Конституция 1936 года и массовая политическая культура сталинизма - Ольга Великанова
Шрифт:
Интервал:
Как свидетельствуют личные письма, политическое недоверие советских мечтателей прозвучало уже вскоре после революции и продолжало накапливаться к 1927 году. Серьезный кризис веры получил открытое выражение, когда в стране отмечалась 10-я годовщина Октябрьской революции. Отвергая официальные утверждения о достижениях социализма в СССР, значительная часть городского и сельского населения отрицала социализм как реальность или достижимую цель и открыто отказывалась защищать эти сомнительные достижения в случае войны. В 1927 году разочарование и недоверие стали главными темами общественного дискурса. Мобилизационная кампания, продвигавшая историю успеха, оказалась тогда безуспешной, поскольку большевики не смогли заручиться поддержкой населения в трансформации страны и создании новой советской идентичности[634]. Крестовый поход за индустриализацию породил новые надежды, в основном среди молодежи и горожан, но коллективизация и голод вновь разрушили их, особенно в сельской местности. Основной причиной растущего социального недоверия стали провалившиеся обещания социалистического рая после революции и процветания после первого пятилетнего плана. «Социалистическое наступление» повлекло за собой смерть и голод в сельской местности, а в городах снижение реальной заработной платы, ухудшение условий труда и жилья и нормирование продуктов. Недоверие было оборотной стороной мобилизационных кампаний с циклами искусственного энтузиазма и неизбежного разочарования.
Листовка, найденная в Рубежанском химико-технологическом институте Донецкой области в 1935 году, обличала повседневные лишения студентов и рабочих и невыполненные обещания пятилетнего плана: «Улучшились ли экономические условия рабочего класса?» Таблица в листовке сравнивала цены и заработную плату 1930 и 1935 годов: цены на основные товары выросли на 400–2500 процентов, но средняя заработная плата выросла лишь на 300 процентов[635]. «Что мы получили?» – это был общий нарратив листовок, определяемых чекистами как «антисоветские» в межвоенный период, особенно многочисленных во время празднования в 1927 году годовщины Октябрьской революции.

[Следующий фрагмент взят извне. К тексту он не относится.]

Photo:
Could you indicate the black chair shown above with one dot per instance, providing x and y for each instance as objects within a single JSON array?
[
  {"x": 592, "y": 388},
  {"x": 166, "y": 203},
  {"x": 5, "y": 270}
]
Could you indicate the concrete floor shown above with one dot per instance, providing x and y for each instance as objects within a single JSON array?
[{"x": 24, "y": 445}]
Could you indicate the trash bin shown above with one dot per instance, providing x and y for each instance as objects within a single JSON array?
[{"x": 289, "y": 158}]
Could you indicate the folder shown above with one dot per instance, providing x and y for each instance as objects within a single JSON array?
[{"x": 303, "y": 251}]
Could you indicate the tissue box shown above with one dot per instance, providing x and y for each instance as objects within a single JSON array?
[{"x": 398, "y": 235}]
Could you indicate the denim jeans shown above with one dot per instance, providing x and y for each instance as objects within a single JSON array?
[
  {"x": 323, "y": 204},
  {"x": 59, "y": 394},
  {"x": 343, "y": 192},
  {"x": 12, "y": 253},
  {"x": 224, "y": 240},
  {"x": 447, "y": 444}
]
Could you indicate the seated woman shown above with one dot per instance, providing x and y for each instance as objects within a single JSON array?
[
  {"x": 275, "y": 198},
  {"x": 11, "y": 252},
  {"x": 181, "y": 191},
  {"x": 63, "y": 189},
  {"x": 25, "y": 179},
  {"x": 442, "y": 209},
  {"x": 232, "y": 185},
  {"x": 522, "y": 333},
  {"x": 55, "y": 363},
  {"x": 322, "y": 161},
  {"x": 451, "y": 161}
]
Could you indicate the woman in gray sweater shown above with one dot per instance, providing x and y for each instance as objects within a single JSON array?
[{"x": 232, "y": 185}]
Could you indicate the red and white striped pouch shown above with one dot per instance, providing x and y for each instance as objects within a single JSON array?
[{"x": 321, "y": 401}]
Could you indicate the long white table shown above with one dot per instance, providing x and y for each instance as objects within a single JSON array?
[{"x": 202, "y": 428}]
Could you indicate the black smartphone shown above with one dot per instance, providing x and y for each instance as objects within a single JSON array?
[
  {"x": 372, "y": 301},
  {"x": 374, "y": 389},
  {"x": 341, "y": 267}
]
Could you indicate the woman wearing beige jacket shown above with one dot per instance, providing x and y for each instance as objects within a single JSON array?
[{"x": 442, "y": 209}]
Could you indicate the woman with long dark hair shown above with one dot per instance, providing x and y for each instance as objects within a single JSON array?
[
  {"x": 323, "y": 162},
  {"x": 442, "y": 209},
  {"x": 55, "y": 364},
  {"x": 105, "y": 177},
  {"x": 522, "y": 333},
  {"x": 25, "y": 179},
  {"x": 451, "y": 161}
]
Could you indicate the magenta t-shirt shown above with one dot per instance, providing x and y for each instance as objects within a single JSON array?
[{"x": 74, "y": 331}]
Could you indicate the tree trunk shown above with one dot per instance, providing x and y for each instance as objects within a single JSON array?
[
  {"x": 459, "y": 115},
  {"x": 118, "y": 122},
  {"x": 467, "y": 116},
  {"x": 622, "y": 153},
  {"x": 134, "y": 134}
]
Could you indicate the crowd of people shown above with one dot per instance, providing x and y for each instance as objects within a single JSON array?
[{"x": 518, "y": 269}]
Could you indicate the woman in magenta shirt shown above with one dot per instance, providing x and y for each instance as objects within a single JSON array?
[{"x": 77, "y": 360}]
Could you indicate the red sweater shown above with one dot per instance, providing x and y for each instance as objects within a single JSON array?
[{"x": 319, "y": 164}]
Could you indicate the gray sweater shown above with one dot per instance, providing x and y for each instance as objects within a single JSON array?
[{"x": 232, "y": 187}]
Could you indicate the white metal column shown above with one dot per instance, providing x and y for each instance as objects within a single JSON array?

Другая подпольная листовка из Западной области РСФСР, написанная в 1939 году «Национальным рабочим союзом», повторила этот вопрос и отвечала:
Огромная ложь, лживые обещания, ужас и безысходная жизнь… …Мы получили хорошую конституцию, но как она была реализована на практике? Все это осталось на бумаге, и мы были обмануты самым неслыханным образом. Где были тайные выборы? Кто был избран членами Верховного Совета? Ваньки-Встаньки, но не наши представители. Их назначают пособники Сталина. Мы не должны верить ни одному из их обещаний. Мы должны вновь бороться за свободу[636].
Депутаты Верховного Совета в Кремле. Москва, 1937–1938 гг. Библиотека Конгресса США / Library of Congress, Prints and Photographs Division, [reproduction number: LC-USW33-024258-C]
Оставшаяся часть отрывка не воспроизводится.